O cenário autodestrutivo começou com a negociação quase fechada com o armador Thiago Neves, passou pela desistência na contratação do colombiano Sebastián Villa e culminou na notícia de que Sampaoli teria dado um ultimato aos dirigentes alvinegros por causa dos dois meses de salários atrasados.

Está equivocado quem pensa que uma coisa nada tem a ver com a outra. Tem muito sim, mas talvez não como muita gente esteja pensando.

Tudo isso converge para uma só palavra: respeito. Se ela fosse de fato exercida (dentro e fora de campo), muitos problemas seriam evitados. Respeito ao próximo, respeito à vida.

Meu amigo Cláudio Guimarães foi quem me trouxe essa reflexão, de como tem faltado respeito no futebol brasileiro de forma geral. Respeito ao torcedor, respeito à instituição, respeito às relações profissionais... Enfim, está tudo interligado.



Muito foi falado sobre o caso Thiago Neves. Além de toda a complexidade de se contratar um jogador que já se mostrou desrespeitoso com o Atlético enquanto rival e com clubes nos quais atuou, sem empatia até com as vítimas de Brumadinho, o armador ainda vem de uma temporada muito ruim técnica e fisicamente.

Quer dizer: não havia argumento que sustentasse a contratação sob nenhum ponto de vista.

A torcida fez barulho – mais motivada pelas provocações dele ao Galo do que por critérios técnicos, é verdade – e a diretoria recuou.

Poucas horas depois, o imbróglio em relação a Villa. O atacante colombiano está afastado do Boca Juniors, acusado de agredir a ex-namorada Daniela Cortés, segundo ela agressões físicas e psicológicas sofridas ao longo de dois anos. 

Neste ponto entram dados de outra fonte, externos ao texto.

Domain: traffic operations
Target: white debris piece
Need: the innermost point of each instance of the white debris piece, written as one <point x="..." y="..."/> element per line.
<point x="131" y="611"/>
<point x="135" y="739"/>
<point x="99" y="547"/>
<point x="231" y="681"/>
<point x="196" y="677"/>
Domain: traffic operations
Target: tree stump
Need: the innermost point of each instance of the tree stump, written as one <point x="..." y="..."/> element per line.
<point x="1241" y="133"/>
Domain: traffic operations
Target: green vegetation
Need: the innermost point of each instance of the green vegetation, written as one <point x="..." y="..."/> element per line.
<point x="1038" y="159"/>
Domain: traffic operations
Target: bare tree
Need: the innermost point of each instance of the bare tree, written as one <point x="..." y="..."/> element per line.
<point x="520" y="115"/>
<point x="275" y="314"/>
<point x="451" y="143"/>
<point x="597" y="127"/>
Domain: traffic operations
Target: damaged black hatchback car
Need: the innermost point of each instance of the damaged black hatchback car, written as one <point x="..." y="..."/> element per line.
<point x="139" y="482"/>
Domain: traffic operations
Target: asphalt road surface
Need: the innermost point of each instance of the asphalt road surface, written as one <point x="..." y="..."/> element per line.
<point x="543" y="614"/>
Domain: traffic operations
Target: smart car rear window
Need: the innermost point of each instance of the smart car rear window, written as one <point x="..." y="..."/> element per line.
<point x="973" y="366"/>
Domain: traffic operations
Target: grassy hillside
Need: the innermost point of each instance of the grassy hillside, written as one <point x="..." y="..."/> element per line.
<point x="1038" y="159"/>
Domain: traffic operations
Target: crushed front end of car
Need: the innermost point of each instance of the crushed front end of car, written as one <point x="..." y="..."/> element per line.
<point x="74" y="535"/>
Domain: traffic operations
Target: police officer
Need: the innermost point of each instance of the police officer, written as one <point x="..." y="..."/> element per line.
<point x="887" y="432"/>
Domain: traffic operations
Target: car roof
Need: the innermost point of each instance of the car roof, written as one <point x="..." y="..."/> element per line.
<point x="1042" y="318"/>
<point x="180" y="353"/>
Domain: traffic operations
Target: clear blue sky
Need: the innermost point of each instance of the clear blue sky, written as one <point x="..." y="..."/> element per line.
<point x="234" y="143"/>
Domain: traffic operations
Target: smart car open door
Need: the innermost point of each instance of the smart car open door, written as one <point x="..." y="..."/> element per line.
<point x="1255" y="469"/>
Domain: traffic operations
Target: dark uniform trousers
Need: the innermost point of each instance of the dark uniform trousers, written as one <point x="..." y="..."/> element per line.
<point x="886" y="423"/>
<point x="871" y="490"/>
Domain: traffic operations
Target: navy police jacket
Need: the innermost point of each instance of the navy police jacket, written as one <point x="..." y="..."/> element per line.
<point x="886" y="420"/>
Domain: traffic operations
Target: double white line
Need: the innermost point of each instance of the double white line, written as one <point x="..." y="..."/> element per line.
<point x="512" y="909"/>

O caso ganhou maior repercussão após o que teria sido o último episódio de violência, documentado por fotos e laudo médico. Villa será julgado pela Justiça argentina. Ele tem contrato com o Boca até 2023 e cláusula de rescisão de US$ 30 milhões.

Mais uma vez, erro de avaliação do corpo técnico e diretivo do alvinegro, de sequer negociar com um atleta que não está afastado do Boca por um motivo qualquer.

Aqui vale uma reflexão também a torcedores que foram às redes sociais contemporizar: muitos que se indignaram com a possibilidade de vinda de Thiago Neves foram complacentes com a contratação de Villa.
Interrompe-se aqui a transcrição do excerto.